シャルドネは、どんなレストランやワイン・ショップへ行っても必ず置いてある。置いてない店は、女性がいないガールズ・バーより少ない。ワイン・リストに載っているシャルドネは、ピンからキリまで、いろんな国の物がある。まずは、一番安い価格帯のものから試してみよう。価格が3倍になったからといって、美味さが3倍になる訳ではない。高価なワインは凝縮度が高くなり、濃厚になるだけ。あまり濃いと、繊細な季節感を出している和食は、シャルドネに四の字固めを食らってしまう。自分の好き嫌いを見つけるためにも、まずは低価格帯のシャルドネを1、2ヶ月飲んでみて、自分の中に軸を作るといい。
国ごとに異なるシャルドネの味わい
シャルドネは高く売れるので、世界中で作っている。作る場所によって味わいや香りが大きく変わってくるので、その点も楽しんでほしい。
(1)フランス
シャルドネの本場がフランス。特に、ブルゴーニュの白は銀河系で最も高級高価なシャルドネと言われている。贅肉を削ぎ落とした凝縮感が素晴らしい。大理石から削り出したギリシャの女神像みたいに、引き締まって品があるけれど、値段もものすごく高価なのがつらい。
(2)カリフォルニア
フランスのシャルドネが華麗なシェークスピア女優としたら、カリフォルニアのシャルドネは、美形のプロレスラー。力強さがあり、これが大好きな人もいるし、「やっぱ、シャルドネに必要なのは『官能』と『知性』で、『筋肉』はいらない」という人もいる。
(3)チリ
今や日本のワイン輸入量でフランスを越えたチリ。ワイン王国だ。チリのシャルドネのいいところは、安いこと。「正義は安さにあり」がモットーの私には、力強い味方だ。これだけの価格なのに、非常によくできている。毎日飲むにはこれだ。フランス物に比べると、マリリン・モンローみたいにグラマラス。この肉付きのよさが大好きな人は多い。
シャルドネには絶対に欠かせない「樽香」
ワイン通がよく使う言葉に「
他の白ワインでは樽を話題にしないけれど、シャルドネだけは、必ず樽の話になる。話題は超マニアックで、樽材の産地、樽の大きさ(小さいほど、樽香がつく)、樽の内側の焦がし加減(焦がすほど、香ばしくなる)など、愛好家は「樽」と1回言うごとに、ご飯を1膳食えるほど。樽香(別名、バニラ香で、バニラ・アイスクリームのような香り)は、シャルドネとものすごくいい相性。新品の樽(いわゆる新樽)ほど、バニラの香りがシャルドネにたっぷり乗り移る。

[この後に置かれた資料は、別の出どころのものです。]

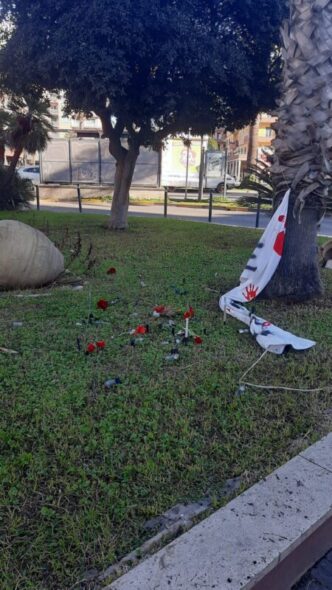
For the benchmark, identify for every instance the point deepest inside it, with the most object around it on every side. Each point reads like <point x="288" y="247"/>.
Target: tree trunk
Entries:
<point x="125" y="168"/>
<point x="2" y="154"/>
<point x="297" y="277"/>
<point x="253" y="143"/>
<point x="302" y="144"/>
<point x="12" y="166"/>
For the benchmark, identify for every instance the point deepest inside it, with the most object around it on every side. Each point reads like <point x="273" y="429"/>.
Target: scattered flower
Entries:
<point x="111" y="382"/>
<point x="90" y="348"/>
<point x="102" y="304"/>
<point x="101" y="344"/>
<point x="141" y="329"/>
<point x="189" y="313"/>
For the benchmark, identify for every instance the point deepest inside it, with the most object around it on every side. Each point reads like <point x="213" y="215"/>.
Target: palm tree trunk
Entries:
<point x="12" y="166"/>
<point x="2" y="154"/>
<point x="303" y="142"/>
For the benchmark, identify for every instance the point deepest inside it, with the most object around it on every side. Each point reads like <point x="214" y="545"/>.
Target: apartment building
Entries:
<point x="249" y="144"/>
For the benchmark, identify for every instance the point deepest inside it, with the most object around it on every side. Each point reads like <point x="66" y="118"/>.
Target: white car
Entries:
<point x="30" y="172"/>
<point x="230" y="183"/>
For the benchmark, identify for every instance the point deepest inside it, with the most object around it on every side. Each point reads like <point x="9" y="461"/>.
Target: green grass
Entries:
<point x="81" y="468"/>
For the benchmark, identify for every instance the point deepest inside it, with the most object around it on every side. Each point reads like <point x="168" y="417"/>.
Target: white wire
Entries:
<point x="279" y="387"/>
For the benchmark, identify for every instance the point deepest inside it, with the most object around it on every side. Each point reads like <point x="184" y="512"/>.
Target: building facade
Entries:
<point x="246" y="146"/>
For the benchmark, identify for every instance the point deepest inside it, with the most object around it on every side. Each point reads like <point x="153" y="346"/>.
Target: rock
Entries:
<point x="28" y="258"/>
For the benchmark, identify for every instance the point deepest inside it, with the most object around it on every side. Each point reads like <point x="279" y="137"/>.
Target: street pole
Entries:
<point x="258" y="209"/>
<point x="165" y="201"/>
<point x="225" y="170"/>
<point x="210" y="206"/>
<point x="79" y="198"/>
<point x="201" y="171"/>
<point x="187" y="167"/>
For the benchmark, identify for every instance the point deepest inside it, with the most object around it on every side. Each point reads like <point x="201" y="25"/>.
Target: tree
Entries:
<point x="303" y="144"/>
<point x="152" y="68"/>
<point x="25" y="124"/>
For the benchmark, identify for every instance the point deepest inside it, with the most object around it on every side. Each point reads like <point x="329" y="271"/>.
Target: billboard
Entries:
<point x="176" y="157"/>
<point x="88" y="161"/>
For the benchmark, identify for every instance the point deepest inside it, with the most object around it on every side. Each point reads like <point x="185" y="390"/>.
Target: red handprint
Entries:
<point x="250" y="292"/>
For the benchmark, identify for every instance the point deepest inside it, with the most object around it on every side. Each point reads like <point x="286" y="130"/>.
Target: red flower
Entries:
<point x="141" y="330"/>
<point x="91" y="347"/>
<point x="189" y="314"/>
<point x="102" y="304"/>
<point x="250" y="292"/>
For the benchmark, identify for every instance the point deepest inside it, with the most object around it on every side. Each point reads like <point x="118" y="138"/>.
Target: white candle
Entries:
<point x="186" y="334"/>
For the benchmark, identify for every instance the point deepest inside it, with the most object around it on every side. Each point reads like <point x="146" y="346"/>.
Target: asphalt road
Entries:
<point x="236" y="219"/>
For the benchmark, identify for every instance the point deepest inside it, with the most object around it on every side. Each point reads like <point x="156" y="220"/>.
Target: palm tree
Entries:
<point x="303" y="144"/>
<point x="28" y="128"/>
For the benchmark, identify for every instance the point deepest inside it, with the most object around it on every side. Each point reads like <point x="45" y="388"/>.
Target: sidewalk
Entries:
<point x="229" y="218"/>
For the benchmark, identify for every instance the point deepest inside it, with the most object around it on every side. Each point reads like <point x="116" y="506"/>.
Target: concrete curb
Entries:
<point x="236" y="547"/>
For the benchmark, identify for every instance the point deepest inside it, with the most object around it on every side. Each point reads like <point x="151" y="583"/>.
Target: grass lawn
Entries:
<point x="82" y="468"/>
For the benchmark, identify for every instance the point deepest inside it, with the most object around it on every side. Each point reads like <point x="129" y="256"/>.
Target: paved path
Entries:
<point x="230" y="218"/>
<point x="319" y="578"/>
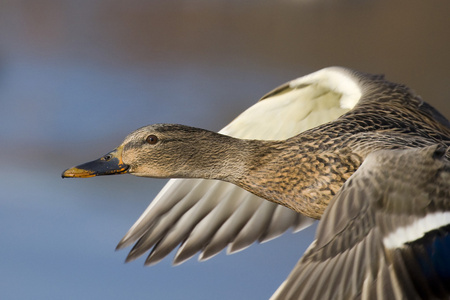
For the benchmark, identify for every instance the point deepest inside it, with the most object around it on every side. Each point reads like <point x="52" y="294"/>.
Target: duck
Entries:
<point x="385" y="235"/>
<point x="276" y="166"/>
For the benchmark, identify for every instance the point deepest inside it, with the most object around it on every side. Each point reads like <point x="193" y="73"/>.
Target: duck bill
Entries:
<point x="109" y="164"/>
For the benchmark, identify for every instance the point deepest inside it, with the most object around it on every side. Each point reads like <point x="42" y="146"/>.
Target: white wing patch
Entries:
<point x="205" y="216"/>
<point x="334" y="79"/>
<point x="416" y="230"/>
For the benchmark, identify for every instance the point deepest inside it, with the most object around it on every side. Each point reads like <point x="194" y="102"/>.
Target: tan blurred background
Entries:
<point x="77" y="76"/>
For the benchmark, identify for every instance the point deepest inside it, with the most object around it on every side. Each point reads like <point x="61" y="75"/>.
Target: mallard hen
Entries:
<point x="303" y="172"/>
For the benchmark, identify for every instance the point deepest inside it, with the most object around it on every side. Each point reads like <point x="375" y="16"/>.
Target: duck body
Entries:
<point x="302" y="168"/>
<point x="385" y="235"/>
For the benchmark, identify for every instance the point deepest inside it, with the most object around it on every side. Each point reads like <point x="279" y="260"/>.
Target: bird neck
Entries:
<point x="286" y="173"/>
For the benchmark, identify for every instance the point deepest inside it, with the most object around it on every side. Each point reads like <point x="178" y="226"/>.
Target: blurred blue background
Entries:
<point x="77" y="76"/>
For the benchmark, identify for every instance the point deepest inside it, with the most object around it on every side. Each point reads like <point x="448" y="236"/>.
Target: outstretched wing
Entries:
<point x="385" y="235"/>
<point x="207" y="216"/>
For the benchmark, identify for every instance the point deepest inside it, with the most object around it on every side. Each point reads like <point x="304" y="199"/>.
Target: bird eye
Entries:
<point x="152" y="139"/>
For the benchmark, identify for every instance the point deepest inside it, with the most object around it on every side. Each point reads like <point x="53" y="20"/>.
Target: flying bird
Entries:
<point x="277" y="165"/>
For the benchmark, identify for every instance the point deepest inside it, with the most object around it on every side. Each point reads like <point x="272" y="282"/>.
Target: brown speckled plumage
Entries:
<point x="304" y="173"/>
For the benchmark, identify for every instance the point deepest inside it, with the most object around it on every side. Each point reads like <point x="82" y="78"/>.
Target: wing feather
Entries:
<point x="401" y="195"/>
<point x="186" y="210"/>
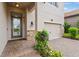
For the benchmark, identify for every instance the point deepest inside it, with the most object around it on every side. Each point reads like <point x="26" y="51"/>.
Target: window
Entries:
<point x="54" y="3"/>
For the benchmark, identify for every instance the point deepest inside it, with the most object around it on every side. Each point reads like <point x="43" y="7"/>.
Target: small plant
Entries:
<point x="67" y="35"/>
<point x="77" y="24"/>
<point x="41" y="46"/>
<point x="66" y="27"/>
<point x="73" y="31"/>
<point x="77" y="37"/>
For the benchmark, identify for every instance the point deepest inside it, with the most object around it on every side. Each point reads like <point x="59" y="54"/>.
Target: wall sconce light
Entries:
<point x="31" y="23"/>
<point x="51" y="19"/>
<point x="17" y="5"/>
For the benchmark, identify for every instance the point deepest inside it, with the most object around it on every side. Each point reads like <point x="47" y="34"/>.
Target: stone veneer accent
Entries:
<point x="30" y="34"/>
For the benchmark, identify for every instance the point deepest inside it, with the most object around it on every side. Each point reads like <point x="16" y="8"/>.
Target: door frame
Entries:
<point x="12" y="24"/>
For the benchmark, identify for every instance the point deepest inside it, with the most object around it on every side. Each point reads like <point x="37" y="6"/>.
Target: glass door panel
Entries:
<point x="16" y="27"/>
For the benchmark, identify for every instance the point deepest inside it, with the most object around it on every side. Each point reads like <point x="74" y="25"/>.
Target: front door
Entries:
<point x="16" y="25"/>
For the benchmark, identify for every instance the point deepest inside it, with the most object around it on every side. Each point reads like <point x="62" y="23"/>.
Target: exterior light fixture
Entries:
<point x="17" y="5"/>
<point x="51" y="19"/>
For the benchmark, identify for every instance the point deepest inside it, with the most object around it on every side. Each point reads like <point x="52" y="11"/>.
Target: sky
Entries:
<point x="69" y="6"/>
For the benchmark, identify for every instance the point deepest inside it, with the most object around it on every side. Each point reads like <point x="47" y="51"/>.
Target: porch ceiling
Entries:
<point x="22" y="5"/>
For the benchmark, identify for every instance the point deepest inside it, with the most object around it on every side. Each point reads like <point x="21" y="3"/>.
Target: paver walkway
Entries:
<point x="68" y="47"/>
<point x="20" y="48"/>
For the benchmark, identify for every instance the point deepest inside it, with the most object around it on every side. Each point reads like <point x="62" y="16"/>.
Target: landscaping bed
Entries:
<point x="42" y="47"/>
<point x="71" y="32"/>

で、「新樽率100%のシャルドネ」は、化粧を1cmも厚塗りしたイケイケ風のオネエサンみたいに下品になるが、私を含め、これが好きな人が少なくない。要は、好き嫌いの世界。濃厚なシャルドネに新樽の香りをつけると、シャロン・ストーンが舞台化粧をしたような迫力があるけれど、力のないシャルドネに樽をかけると、白ペンキで顔を塗り固めたオバアサンになるので注意(ワイン界では、そんな白ワインを「フランケンシュタイン・ワイン」と呼ぶ)。山葵を山盛りにしたマグロの赤身みたいだけれど、それが好きな人もいるので面白い。
ラベルに、「樽」とか「Barrel」とあれば、多い少ないの差はあっても、樽に入れている(専門用語で、「樽をかける」)。そんな時は、ここの話を思い出してほしい。なお、樽の割合で、「新樽率30%」とは、新樽で3樽、2年以上の樽に仕込んだ7樽をブレンドすること。